The Other Critics

Rodell In Awe At Allumette; J. Gold Chipper at Chi Spacca

Grilled octopus at Allumette
Grilled octopus at Allumette Photo: KevinEats

Besha Rodell sits in stunned silence, pondering a dish of turnips and brown rice at Allumette, “Miles Thompson’s musing on the end of winter and the coming warmth,” what she calls, “an outrageous plate of food” for something that could have been “something you’d get for lunch at a very austere, vegan yoga retreat.” So it goes at the new Echo Park restaurant, where the 25-year-old chef’s cooking is called “cerebral, exacting, exciting, avant-garde.” “Much of his food astonishes,” Rodell writes, pointing to several dishes that “throw you off guard in the best possible way,” like a sturgeon surrounded by pickled and sweet huckleberries and Szechuan pork dumplings topped with “fat salmon roe.” And even though she often wants to edit the chef’s creativity, no less when “all this inventiveness goes overboard and the results are just straight-up bizarre” (like in a mousseline-bleeding ravioli), you can still feel the critic’s excitement over the chef, who is “making food that’s slightly staggering in its inventiveness and quality” and who “miraculously manages to pull it all together.” Three stars! [LAW]

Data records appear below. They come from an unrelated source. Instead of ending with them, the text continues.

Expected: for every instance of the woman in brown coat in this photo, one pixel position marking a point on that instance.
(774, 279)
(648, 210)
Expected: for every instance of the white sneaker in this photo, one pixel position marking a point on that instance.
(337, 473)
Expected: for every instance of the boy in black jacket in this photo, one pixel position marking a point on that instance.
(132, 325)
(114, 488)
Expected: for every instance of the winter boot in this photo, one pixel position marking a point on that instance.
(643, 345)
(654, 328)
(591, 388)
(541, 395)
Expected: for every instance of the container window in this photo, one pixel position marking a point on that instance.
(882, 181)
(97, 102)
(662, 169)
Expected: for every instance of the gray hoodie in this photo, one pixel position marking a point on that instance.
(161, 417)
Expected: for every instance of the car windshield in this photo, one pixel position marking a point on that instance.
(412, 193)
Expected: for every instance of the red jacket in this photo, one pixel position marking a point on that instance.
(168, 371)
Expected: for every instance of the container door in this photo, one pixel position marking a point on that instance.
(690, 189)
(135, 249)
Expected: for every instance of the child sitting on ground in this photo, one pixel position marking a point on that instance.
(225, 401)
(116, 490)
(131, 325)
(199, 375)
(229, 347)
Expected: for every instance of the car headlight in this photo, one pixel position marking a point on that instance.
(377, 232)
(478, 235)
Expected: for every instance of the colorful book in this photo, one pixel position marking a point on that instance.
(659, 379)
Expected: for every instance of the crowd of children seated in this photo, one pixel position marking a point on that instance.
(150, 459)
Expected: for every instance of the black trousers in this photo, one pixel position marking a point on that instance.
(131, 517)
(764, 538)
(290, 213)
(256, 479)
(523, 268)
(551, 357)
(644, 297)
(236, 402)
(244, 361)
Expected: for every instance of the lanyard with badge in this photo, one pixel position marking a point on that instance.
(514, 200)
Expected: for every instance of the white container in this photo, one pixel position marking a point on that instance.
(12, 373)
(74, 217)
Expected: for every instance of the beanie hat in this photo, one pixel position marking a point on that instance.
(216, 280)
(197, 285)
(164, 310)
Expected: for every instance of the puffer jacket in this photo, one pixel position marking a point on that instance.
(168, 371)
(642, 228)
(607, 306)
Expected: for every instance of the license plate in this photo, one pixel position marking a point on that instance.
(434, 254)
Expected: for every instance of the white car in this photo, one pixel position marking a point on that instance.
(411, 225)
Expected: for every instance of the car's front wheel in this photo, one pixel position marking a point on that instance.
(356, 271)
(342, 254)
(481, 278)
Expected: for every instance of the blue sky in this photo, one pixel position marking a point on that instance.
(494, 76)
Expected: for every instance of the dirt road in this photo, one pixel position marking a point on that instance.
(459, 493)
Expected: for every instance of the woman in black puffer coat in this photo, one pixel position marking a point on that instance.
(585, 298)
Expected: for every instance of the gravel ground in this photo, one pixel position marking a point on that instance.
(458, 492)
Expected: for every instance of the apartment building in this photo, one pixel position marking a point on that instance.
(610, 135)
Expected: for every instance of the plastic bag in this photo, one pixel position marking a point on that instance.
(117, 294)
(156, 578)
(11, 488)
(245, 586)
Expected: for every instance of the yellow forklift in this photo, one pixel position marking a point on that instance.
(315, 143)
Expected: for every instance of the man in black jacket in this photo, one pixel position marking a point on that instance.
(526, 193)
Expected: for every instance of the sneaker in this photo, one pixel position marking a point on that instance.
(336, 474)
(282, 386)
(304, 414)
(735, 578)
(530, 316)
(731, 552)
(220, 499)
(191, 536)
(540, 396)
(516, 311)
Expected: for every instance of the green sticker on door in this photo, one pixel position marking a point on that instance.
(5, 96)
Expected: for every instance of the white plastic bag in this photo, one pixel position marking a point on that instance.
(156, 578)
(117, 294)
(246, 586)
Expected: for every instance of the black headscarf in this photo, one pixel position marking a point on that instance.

Jonathan Gold makes his inevitable trip to Chi Spacca, the new butcher-centric arm of Mozza. He openly warns from the get-go: [Nancy] Silverton is a close family friend of long standing…So feel free to discount anything I have to say about the place,” even though most of us already know the place has to be pretty great. Moving forward, he cites Chad Colby as “a scholar of meat,” with Gold getting a kitchen tour in which he spies “the binder in which he has recorded the provenance of every pig, the pH of every prosciutto and salami that has traveled through his meat room over the last couple of years” at “what is by far the most ambitious salumi program in Los Angeles.” You won’t find pastas or dedicated vegetable plates here, though “Chi Spacca isn’t quite what you think it might be in all respects, and it is sometimes the quirks, not classically Italian, that make the restaurant lovable.” Awww….[LAT]

Brad A. Johnson heads to The Ramos House Cafe in San Juan Capistrano this week, “a wooden, prairie-style cabin that dates to 1881…where the chef/owner lives” and “it’s always brunchtime.” He’s not exactly ecstatic when the table gets a bacon-loaded scramble instead of the chicken they’d ordered, especially with a religious diner shunning pork at his side, but despite some missteps, generally enjoys the generous portions, including caramel apple beignets, French toast, fava bean spread with black truffles, a mac and cheese with mushrooms. Two and a half stars! [Ugh, O.C. Register Now Has a Paywall!]